Description
Samuel has lived alone on a small island off the coast of an unnamed African country for more than two decades. He tends to his garden, his lighthouse, and his chickens, content with a solitary life. Routinely, the nameless bodies of refugees wash ashore, but Samuel--who understands that the government only values certain lives, certain deaths--always buries them himself.
One day, though, he finds that one of these bodies is still breathing. As he nurses the stranger back to life, Samuel--feeling strangely threatened--is soon swept up in memories of his former life as a political prisoner on the mainland. This was a life that saw his country exploited under colonial rule, followed by a period of revolution and a brief, hard-won independence--only for the cycle of suffering to continue under a cruel dictator. And he can't help but recall his own shameful role in that history. In this stranger's presence, he begins to consider, as he did in his youth: What does it mean to own land, or to belong to it? And what does it cost to have, and lose, a home?

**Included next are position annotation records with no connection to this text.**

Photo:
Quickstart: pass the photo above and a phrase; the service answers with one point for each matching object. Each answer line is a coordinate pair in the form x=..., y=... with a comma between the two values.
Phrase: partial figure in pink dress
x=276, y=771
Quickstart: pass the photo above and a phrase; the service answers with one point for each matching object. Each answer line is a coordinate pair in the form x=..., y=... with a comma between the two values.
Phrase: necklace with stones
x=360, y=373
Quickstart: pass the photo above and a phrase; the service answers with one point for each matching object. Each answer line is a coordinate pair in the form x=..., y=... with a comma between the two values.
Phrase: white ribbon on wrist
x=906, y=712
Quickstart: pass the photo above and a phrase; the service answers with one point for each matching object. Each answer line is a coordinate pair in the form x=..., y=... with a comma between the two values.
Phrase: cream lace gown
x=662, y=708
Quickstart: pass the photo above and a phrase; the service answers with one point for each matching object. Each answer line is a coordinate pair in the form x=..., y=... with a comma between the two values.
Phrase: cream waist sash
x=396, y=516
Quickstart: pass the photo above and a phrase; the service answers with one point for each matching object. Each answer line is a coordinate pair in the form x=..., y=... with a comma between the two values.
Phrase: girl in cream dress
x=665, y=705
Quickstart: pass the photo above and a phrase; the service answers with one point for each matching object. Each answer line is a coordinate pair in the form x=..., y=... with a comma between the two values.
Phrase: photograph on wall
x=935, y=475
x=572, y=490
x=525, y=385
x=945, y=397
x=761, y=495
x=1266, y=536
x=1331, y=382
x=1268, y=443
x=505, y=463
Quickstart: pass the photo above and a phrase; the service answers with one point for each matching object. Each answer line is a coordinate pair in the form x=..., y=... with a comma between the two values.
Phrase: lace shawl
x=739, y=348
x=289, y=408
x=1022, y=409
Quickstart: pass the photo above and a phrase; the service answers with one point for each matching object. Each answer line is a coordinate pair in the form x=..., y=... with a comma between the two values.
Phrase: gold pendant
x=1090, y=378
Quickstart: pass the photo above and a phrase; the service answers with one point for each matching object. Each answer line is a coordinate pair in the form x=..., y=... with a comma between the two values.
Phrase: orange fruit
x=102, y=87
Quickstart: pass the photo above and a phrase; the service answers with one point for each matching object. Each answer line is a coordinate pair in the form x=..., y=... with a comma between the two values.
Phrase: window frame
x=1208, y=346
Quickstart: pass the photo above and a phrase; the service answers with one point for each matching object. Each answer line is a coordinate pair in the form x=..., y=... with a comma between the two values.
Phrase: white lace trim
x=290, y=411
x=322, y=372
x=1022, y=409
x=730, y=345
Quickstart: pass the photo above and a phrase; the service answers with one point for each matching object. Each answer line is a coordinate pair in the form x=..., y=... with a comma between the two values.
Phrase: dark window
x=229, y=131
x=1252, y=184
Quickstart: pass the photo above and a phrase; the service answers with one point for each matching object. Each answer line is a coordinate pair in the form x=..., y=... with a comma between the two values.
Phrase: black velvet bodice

A timeless and gripping portrait of regret, terror, and the extraordinary stakes of companionship, An Island is a story as page-turning as it is profound.
Edwin Treutel @qberge_815
July 28, 2022
4
Samuel is a septuagenarian who has worked alone, as a lighthouse keeper, on an island off the coast of an unnamed African country for twenty-three years. Before that, he had spent twenty-five years in prison, the aftermath of a violent protest to right the wrongs of his country’s past. His present days are filled with mundane tasks, such as tending his vegetable garden, feeding his chickens, and keeping the lighthouse in working order. However, Samuel is about to come face to face with his past failures and shortcomings when a castaway foreigner washes ashore and needs his help.